Three issues stand out in the past quarter. The first trend that we have noticed is an increase in the number of credit insurance complaints, especially relating to retrenchment cover. Our economy has been under serious pressure for quite some time now and even more so over the past few months. The number of consumers who have lost their jobs has increased and as a result, the claims in respect of retrenchment cover have also been on the rise.
From the complaints we received it appears that the requirements or even the benefits of retrenchment cover are not always adequately explained to consumers when they enter into credit agreements. Many consumers do not realise that, for example, non-payment of instalments will prejudice their rights to claim against the insurance cover and in some instances this gives rise to disputes. In other cases, we find that consumers do not know that they should obtain the correct proof of retrenchment in order to process their claims and many a time they wait too long to submit their claims and as a result lose out on their benefits. In order to avoid such disputes, we would recommend that credit providers give more attention to educating their sales staff, as well as consumers, about the benefits and requirements attached to retrenchment cover.
The second issue is still the ever increasing number of complaints from consumers about “unlawful” emoluments attachment orders. We are often faced with complaints from consumers that they only found out about the judgment and court order after they saw the deduction from their salary! Many consumers claim that they did not sign any documents giving consent to the judgment and emolument attachment order and in fact, they also sometimes allege that they had not been contacted whatsoever in relation to payment of the debt. Through our investigations, we have found that in a number of cases, the collection attorneys blame the tracers, who in turn blame the consumers and there is no clear proof that the consumer did in fact have the conversation with the tracers and consented to the judgment etc.
It is vital that credit providers always exercise due diligence when appointing collection agents and attornies in order to ensure that those acting on their behalf behave in a lawful and ethical manner and that will hopefully eradicate these type of complaints over time.
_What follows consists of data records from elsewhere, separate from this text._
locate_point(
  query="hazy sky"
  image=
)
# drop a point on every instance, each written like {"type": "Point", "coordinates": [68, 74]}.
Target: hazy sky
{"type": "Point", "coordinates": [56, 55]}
The third issue which has steadily been on the rise centres around the retention of documents. In terms of regulation 56 of the NCA, credit providers are obliged to keep copies of all applications for credit, as well as all credit agreements and accounts for a period of 3 years after the expiry of the contract. We have encountered a number of cases where the credit providers simply claim that documents “have been lost or mislaid”, when we request such documents in order to investigate a complaint. The fact is that the legal requirements are not complied with and this causes serious prejudice to the consumer. We are concerned that this is a trend and we will engage with our members on this matter.